I did run again iterations 21 and 22, starting from 20 but with n_cycle=18M instead of 180M. This time I have an auto-correlation time of 0.478 and 0.116. The times of ~1900 at the iterations 21 and 22 then seems tied to the large number of cycle. But the time of 89 for iteration 20 is not explained by that is the calculation parameters are the same as for the previous 5 iterations.

I understand from the tutorials that my auto-correlation time is too small for the previous iterations, I will be looking into that, but it doesn't seem to explain the jump at iteration 20

[the-hampel]

Hi @LeoGaspard, sorry for the long silence. I think right now we do not have a good idea what goes wrong in the estimation of the auto correlation time here. In principle the the ratio of acceptance rate and average order should give you an estimate. Is this a typo:

Move set Insert two operators | 0.0474778 | 0.00477236

There is an additional 0 in iteration 20 acceptance rate for insert two operators. If this is happening, then the increase in autocorr time makes sense to me. If not there is something special in the complex case. Is this drop in acceptance rate consistently happening?

[LeoGaspard]

Hi @the-hampel , Thank you for your reply, there was indeed a typo in my previous comment, I edited it. Both acceptance rates are indeed very close. The rates do not change so much after the 10th iteration :

On my side, I checked the convergence of the parameters as you suggested, I found that the jump in auto-correlation time indeed happens for too large length_cycle when I use spin-orbit coupling :

When I do not use spin-orbit coupling, a jump happens but it is to a very low value of auto-correlation time :

[the-hampel]

Thanks for clarification and the detailed plots. So it seems that the determination of the autocorr time generally works with complex hamiltonians / hybridizations (the curves for smaller cycles look as expected).

Since the autocorr time is either calculated from the sign or from the avg order maybe what happens is that it jumps from one estimator to the other. Whatever gives a larger value will be set as autocorr time. Can you plot for the number of cycles on the x-axis also the value of the sign (real and complex value separately) and the average order?

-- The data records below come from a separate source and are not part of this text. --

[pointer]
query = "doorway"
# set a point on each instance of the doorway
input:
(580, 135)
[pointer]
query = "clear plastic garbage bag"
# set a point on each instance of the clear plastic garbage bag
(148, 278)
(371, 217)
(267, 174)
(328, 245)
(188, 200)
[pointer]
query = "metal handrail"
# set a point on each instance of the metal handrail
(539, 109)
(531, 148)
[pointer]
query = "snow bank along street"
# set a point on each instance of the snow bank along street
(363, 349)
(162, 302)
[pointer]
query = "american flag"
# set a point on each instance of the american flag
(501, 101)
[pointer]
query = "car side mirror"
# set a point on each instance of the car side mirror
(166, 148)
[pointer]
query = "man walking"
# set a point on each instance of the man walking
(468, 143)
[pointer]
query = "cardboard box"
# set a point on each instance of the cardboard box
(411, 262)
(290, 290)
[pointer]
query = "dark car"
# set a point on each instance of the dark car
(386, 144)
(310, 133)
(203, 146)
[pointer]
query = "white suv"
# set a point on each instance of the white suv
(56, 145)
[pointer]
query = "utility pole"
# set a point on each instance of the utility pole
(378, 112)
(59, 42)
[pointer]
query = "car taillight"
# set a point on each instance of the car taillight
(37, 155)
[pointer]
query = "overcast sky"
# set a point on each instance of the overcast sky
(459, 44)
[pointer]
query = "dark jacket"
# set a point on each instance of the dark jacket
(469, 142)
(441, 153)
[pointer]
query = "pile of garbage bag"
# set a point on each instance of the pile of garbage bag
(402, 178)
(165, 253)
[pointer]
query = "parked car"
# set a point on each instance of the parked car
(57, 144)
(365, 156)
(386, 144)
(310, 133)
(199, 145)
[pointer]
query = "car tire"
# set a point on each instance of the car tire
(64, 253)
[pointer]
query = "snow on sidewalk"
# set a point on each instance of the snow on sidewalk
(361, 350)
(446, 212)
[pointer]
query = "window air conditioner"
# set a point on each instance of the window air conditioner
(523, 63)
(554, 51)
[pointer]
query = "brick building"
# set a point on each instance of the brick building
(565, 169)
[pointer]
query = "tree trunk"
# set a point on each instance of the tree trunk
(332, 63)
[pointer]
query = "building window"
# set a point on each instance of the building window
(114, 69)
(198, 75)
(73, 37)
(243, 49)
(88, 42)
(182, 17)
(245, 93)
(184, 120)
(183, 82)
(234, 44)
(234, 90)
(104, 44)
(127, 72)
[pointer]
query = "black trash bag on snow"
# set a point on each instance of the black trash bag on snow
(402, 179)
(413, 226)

Both are printed in the std output when the solver is finished. Maybe one of the two suddenly collapses or changes?

[LeoGaspard]

Here is the plot for the average sign, there is a sudden change in the imaginary part at iteration 21, at iteration 20 there is a change but it also happens at iteration 17, without the change in auto-correlation time.

The average perturbation order seems even more stable than the average sign :

[the-hampel]

Okay let me discuss this with @Wentzell . Maybe it is related to the imaginary sign change. I am not sure this is correctly handled in the complex estimation of cthyb.

Putting aside all these discussions about the autocorr time your analysis of all these quantities indicates that there seems to be no problem in your measured G(tau), since average order, sign, acceptance rates look all stable. So it is safe to use the result as is. However, we will try to understand and fix the estimation of the autocorr time in the complex build. At least for me there is no reason to believe that the QMC itself is not working as expected.